Data: (data/) QuEst features and HTER labels frm Autodesk data.
##Features
QuEst: *Dependency: http://www.quest.dcs.shef.ac.uk/
*config for QueEst example: config_en-es.autodesk.properties
Extract QuEst features:
sh extract_quest.sh
Bicvm, bilingual embeddings: *dependency: https://github.com/karlmoritz/bicvm *train bilingual embeddings example:
/data/mrios/workspace/sw/bicvm/bin/dbltrain --input1 autodesk.pt-es.clean.pt --input2 autodesk.pt-es.clean.es --tree plain --type additive --method adagrad --word-width 100 --hinge_loss_margin 128 --model1-out modelA.pt-es.autodesk.100 --model2-out modelB.pt-es.autodesk.100 --noise 10 --batches 20 --eta 0.05 --lambdaD 1 --calc_bi_error1 true --calc_bi_error2 true --iterations 10 &>dblog.pt-es.log
extract bilingual embeddings features:
sh bicvm.sh
##Available transfer models
Self-Taugh Learning (STL):
python src/stlSVR.py --training-examples autodesk.training.en-es.feat --training-labels autodesk.training.en-es.hter --unlabelled-examples autodesk.training.en-pt.feat --test autodesk.test.en-pt.feat --output autodesk.en-pt.pred --epsilon 41.06 --c 0.232 --hidden-layer 50
Spectral Learning: usage:python ccaQEpy [training-features] [training-label] [test-features] [test-labels] [U-file] [hid-size]

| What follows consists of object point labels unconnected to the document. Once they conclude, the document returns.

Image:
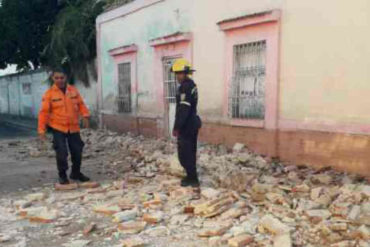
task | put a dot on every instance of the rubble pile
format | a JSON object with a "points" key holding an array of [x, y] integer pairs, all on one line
{"points": [[245, 200]]}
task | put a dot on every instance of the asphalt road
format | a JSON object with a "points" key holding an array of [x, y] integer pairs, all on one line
{"points": [[18, 174]]}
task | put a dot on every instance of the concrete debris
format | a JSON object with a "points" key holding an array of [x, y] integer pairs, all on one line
{"points": [[218, 229], [35, 197], [238, 147], [153, 218], [160, 231], [107, 209], [89, 229], [77, 243], [283, 240], [125, 216], [134, 242], [63, 187], [5, 238], [245, 200]]}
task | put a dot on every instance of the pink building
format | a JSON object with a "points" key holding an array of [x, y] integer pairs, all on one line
{"points": [[288, 78]]}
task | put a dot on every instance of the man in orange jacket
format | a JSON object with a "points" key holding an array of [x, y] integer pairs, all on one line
{"points": [[61, 107]]}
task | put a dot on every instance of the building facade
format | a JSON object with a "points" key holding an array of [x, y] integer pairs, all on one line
{"points": [[287, 78]]}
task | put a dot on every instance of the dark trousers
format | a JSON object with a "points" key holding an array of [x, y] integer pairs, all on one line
{"points": [[75, 146], [187, 152]]}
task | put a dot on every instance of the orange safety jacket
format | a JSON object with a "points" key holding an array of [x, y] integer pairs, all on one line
{"points": [[61, 110]]}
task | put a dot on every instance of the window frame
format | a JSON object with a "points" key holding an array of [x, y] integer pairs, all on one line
{"points": [[126, 54], [248, 29]]}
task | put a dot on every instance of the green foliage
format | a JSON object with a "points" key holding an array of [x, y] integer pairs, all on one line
{"points": [[73, 38]]}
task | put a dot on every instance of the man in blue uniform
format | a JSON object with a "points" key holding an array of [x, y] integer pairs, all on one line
{"points": [[187, 122]]}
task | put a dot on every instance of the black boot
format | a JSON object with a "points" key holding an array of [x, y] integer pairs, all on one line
{"points": [[187, 182], [79, 176], [63, 178]]}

python /data/mrios/workspace/palodiem-qe/ccaQE.py sent.training.autodesk.en-ru.vec autodesk.training.en-ru.hter sent.test.autodesk.en-pl.vec autodesk.test.en-pl.hter sent.training.autodesk.en-pl.vec 10
SRV Baseline:
usage:python SVR.py [training-features] [training-label] [test-features] [test-labels] [C] [epsilon]
python /data/mrios/workspace/palodiem-qe/SVR.py sent.training.autodesk.en-es.pe.quest autodesk.training.en-es.hter sent.test.autodesk.en-pt-es.quest autodesk.test.en-pt-es.clean.goo.hter 41.06 0.232
Latent variable Gaussian Process (LVGP):
*We use the LVGP instead of autoencoder to perfom STL.
usage:python GPReg.3.py [training-features] [training-label] [test-features] [test-label] [u-file] [hid-dim] [output]
python /data/mrios/workspace/palodiem-qe/GPReg.3.py ../autodesk/sent.training.autodesk.en-es.pe.quest ../autodesk/autodesk.training.en-es.hter wmt12.test.en-es.quest wmt12.test.en-es.goo.hter wmt12.training.en-es.quest 10 deepGP.pred
Transfer SVM (classification only):
sh src/tsvm.sh